The Pirates! In an Adventure With Scientists
The best Pirate-based film of the decade (and no, I'm not overlooking anything).  The perpetually typecast Hugh Grant takes a refreshing turn as the arrogant and air-headed Pirate Captain alongside David Tennant (that bloke who used to play some alien on TV) as the brilliantly self-deprecating antagonist Charles Darwin.  Possibly Aardman's best since their TV golden years, The Pirates is full of cheeky British humour that adults should enjoy as much as children and is the perfect antidote for anyone rightfully jaded with the Pirates of the Caribbean franchise.

The Cabin in the Woods
The other Joss Whedon triumph of 2012; just when you think you know exactly where The Cabin in the Woods is going, it completely changes direction.  Just when you think you know where it's going this time, it flies completely off the rails, in the best way possible.  The Cabin in the Woods utilises and subverts as many horror cliches as it can get its bonkers hands on and does so with spellbinding and often hilarious results.  Think The Evil Dead meets Lost with some surprisingly non-superfluous God lore thrown in for good measure, add Whedon's trademark razor-sharp dialogue and you've got the most original and inventive horror film in years.

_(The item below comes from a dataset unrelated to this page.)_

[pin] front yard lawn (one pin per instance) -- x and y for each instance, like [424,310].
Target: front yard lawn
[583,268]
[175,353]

And how about the worst films I saw this year?  Or rather the ones I wasn't smart enough to avoid?

Ice Age: Continental Drift
The ever dwindling Ice Age series delivers its weakest entry yet, and foregoes narrative structure and character development for bizzare pop culture references, forgettable musical numbers and the addition of an annoying gang of younger generation tweens aping the mission of their tragically sidelined parents.

Total Recall
The latest in the long tradition of pointless and inferior remakes; leads Colin Farrel and Kate Beckinsale do the best with what they're given, but their decent performances are drowned in what may be the blandest sci-fi in a long while.  Nods to the brilliant original feel misplaced rather than nostalgic as Total Recall achieves the impossible; longing for Arnie.

Wrath of the Titans
I've covered this elsewhere.  Let's move on.

The Devil Inside
See above.

The Raven
It seems The Raven's sole purpose is to cash in on the success of Guy Ritchie's recent Sherlock Holmes films, as we have a beloved (this time non fictional) literary figure reimagined as an absent minded but brilliant buffoon.  The film sees John Cusack's Edgar Allen Poe playing detective against a killer using his own macabre tales as inspiration for his crimes, but the reveal is so out of left field it feels less like a twist and more a 'what the fuck?' moment.

The Campaign
I walked out of this film around the moment when Will Ferrel punched a baby.  I don't feel I should comment but it does hold the record of being the first movie I've ever been unable to complete.

Dark Shadows
Tim Burton once again assembles his wife-and-best-mate duo for this big screen adaptation of shonky 60s soap opera Dark Shadows.  The result is an unfunny Addams Family that looks promising in its opening scenes but quickly falls apart as it becomes clear that everyone involved other than Johnny Depp really doesn't want to be there.  The first Burton film where it really shows that his heart just isn't in it.